Huston, an Academy Award winner for Prizzi’s Honor, felt equally enthralled when she read the script. “I read the script and I found it very off-the-wall and wild and also very amusing. When I read it again I liked it even better. And by the third go-round I thought: I obviously have to make this movie.” Huston, of course is noted for playing unusual mothers, from John Cusack’s con-artist parent in The Grifters (for which she received an Oscar nod) to her recent turn as the mother (turned nun) of Owen Wilson, Adrien Brody and Jason Schwarzman in Wes Anderson’s The Darjeeling Limited.

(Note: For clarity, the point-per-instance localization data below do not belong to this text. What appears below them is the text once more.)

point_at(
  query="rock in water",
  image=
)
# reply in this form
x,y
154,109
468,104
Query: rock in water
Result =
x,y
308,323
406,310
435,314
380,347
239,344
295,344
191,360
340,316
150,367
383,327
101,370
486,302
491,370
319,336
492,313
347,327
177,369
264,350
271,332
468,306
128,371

Just what is so weird about Choke?  Well, it’s based on a book by Chuck Palahniuk, who also wrote Fight Club, and tells the tale of Victor Mancini (Rockwell) is a sex-addicted med-school dropout who keeps his increasingly deranged mother, Ida (Huston), in an expensive private medical hospital by working days playing an Irish indentured servant in a colonial-era theme park.  At night Victor runs a scam by deliberately choking in upscale restaurants to form parasitic relationships with the wealthy patrons who “save” him.  When, in a rare lucid movement, Ida reveals that she has withheld the shocking truth of his father’s identity, Victor enlists the aid of his best friend, Denny (Brad William Henke) and his mother’s beautiful attending physician, Dr. Paige Marshall (Kelly Macdonald), to solve the mystery before the truth of his possibly-divine parentage is lost forever. How’s that for a creative premise?

Palahniuk worked on the screenplay with Clark Gregg, who also directed the film and stars in it. Gregg also wrote the screenplay for What Lies Beneath, but he is probably best known now for the milquetoast ex-husband in the TV series The New Adventures of Old Christine. This was quite the project for him to tackle as his directorial debut.

Gregg knew Huston would be perfect for Ida from the very beginning. Once a fierce revolutionary whose mothering skills left something to be desired, she has now vanished into a haze of fantasy-driven dementia. “Ida’s a combination of someone very tough and crafty with someone quite vulnerable and sensivitv,” notes Huston. “She really called for quite a large range—and I like that. There was also a wonderful opportunity with this role to pay Ida in both younger and older guises.”

Huston was excited to work with Sam Rockwell, commenting, “Sam reminds me of Humphrey Bogart, but in a modern way. I think he’s a very inventive, energetic and interesting actor.”

In Hollywood, it takes one to know one, and to appreciate a fascinating, yet controversial script. Everyone associated with the film has their fingers crossed about its box office performance, but regardless of whether it makes a fortune or not, no one will regret their involvement.